The class method add_subpocket uses the Subpocket class to set up subpockets.

[15]:
pocket.add_subpocket("hinge_region", anchor_residue_ixs=[16, 47, 80], color="magenta")
pocket.add_subpocket("dfg_region", anchor_residue_ixs=[19, 24, 81], color="cornflowerblue")
pocket.add_subpocket("front_pocket", anchor_residue_ixs=[10, 48, 72], color="cyan")

Using the Pocket’s property subpockets, we get an overview of all specified subpockets.

[16]:
pocket.subpockets
[16]:
subpocket.name subpocket.color subpocket.center
0 hinge_region magenta [2.4566665, 22.592667, 41.674]
1 dfg_region cornflowerblue [8.460667, 20.395666, 33.809666]
2 front_pocket cyan [0.6393334, 16.937, 39.594666]

Using the Pocket‘s property anchor_residues, we get an overview of all subpockets’ anchor residues.

[17]:
pocket.anchor_residues
[17]:
subpocket.name anchor_residue.color anchor_residue.id anchor_residue.id_alternative anchor_residue.ix anchor_residue.center
0 hinge_region magenta 482 None 16 [8.327, 22.785, 43.461]
1 hinge_region magenta 531 None 47 [-0.001, 24.108, 46.55]
2 hinge_region magenta 593 None 80 [-0.956, 20.885, 35.011]
3 dfg_region cornflowerblue 485 None 19 [15.03, 17.46, 38.074]
4 dfg_region cornflowerblue 501 None 24 [8.524, 25.293, 29.217]
5 dfg_region cornflowerblue 594 None 81 [1.828, 18.434, 34.138]
6 front_pocket cyan 470 None 10 [11.026, 15.031, 41.426]
7 front_pocket cyan 532 None 48 [-3.527, 22.678, 46.33]
8 front_pocket cyan 578 None 72 [-5.581, 13.102, 31.028]
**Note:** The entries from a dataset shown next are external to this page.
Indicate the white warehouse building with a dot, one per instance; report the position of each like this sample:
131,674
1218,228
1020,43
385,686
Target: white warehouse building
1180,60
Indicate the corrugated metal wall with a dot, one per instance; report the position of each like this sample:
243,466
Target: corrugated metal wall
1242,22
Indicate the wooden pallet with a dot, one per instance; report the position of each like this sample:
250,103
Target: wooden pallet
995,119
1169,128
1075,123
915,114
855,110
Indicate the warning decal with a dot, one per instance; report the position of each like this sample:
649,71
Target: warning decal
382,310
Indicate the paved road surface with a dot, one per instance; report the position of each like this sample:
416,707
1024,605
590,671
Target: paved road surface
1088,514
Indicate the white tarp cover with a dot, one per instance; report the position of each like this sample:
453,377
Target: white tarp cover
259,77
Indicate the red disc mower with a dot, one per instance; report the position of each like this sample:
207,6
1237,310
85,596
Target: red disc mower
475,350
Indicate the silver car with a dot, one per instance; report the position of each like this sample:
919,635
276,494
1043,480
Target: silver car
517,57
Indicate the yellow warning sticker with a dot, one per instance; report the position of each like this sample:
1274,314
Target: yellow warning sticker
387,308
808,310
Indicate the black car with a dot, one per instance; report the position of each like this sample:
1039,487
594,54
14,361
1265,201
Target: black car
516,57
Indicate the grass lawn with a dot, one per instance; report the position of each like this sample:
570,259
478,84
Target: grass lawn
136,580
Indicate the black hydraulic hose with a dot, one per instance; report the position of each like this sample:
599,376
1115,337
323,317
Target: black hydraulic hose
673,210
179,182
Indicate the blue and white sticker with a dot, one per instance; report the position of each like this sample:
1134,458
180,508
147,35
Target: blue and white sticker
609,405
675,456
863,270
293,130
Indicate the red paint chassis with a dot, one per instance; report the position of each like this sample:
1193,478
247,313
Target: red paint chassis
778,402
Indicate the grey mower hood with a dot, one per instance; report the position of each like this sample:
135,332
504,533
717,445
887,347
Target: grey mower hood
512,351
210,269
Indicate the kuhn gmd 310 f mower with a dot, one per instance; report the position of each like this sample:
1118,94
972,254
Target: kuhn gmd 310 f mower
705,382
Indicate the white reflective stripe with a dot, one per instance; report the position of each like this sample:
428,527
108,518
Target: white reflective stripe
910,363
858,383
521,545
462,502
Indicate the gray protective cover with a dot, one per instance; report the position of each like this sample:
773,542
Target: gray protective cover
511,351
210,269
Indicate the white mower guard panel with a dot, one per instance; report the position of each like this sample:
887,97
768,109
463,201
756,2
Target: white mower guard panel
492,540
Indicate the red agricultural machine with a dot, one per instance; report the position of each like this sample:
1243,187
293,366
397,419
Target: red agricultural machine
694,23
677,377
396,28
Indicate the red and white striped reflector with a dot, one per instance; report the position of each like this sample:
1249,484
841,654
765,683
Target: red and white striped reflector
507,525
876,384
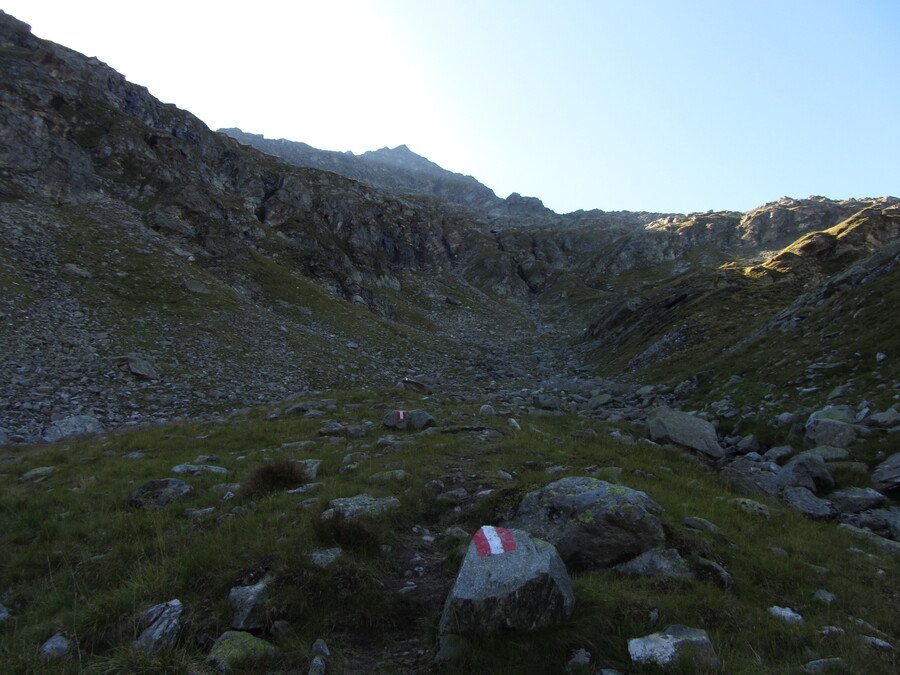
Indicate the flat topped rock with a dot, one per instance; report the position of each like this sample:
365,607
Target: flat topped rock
360,506
197,469
507,580
674,426
159,493
593,523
Subpockets are calculated based on so class anchor residues, defined each in an AnchorResidue class. Subpocket centers are the centroids of all anchor residues’ centers (i.e. normally the CA atoms).

  • If the anchor residue’s CA atom is available in the input structure is available, its coordinates are defined as the anchor residues center.

  • If the anchor residue’s CA atom is missing in a structure, alternative anchors are chosen if possible: If the residue CA atoms before and after the input anchor residue are available, their CA atoms’ centroid is chosen.

  • If only one of the neighboring residues’ CA atoms is available, that single CA atoms is chosen.

  • If none of the anchor residue’s and neighboring residues’ CA atoms is available, no anchor residue center is defined.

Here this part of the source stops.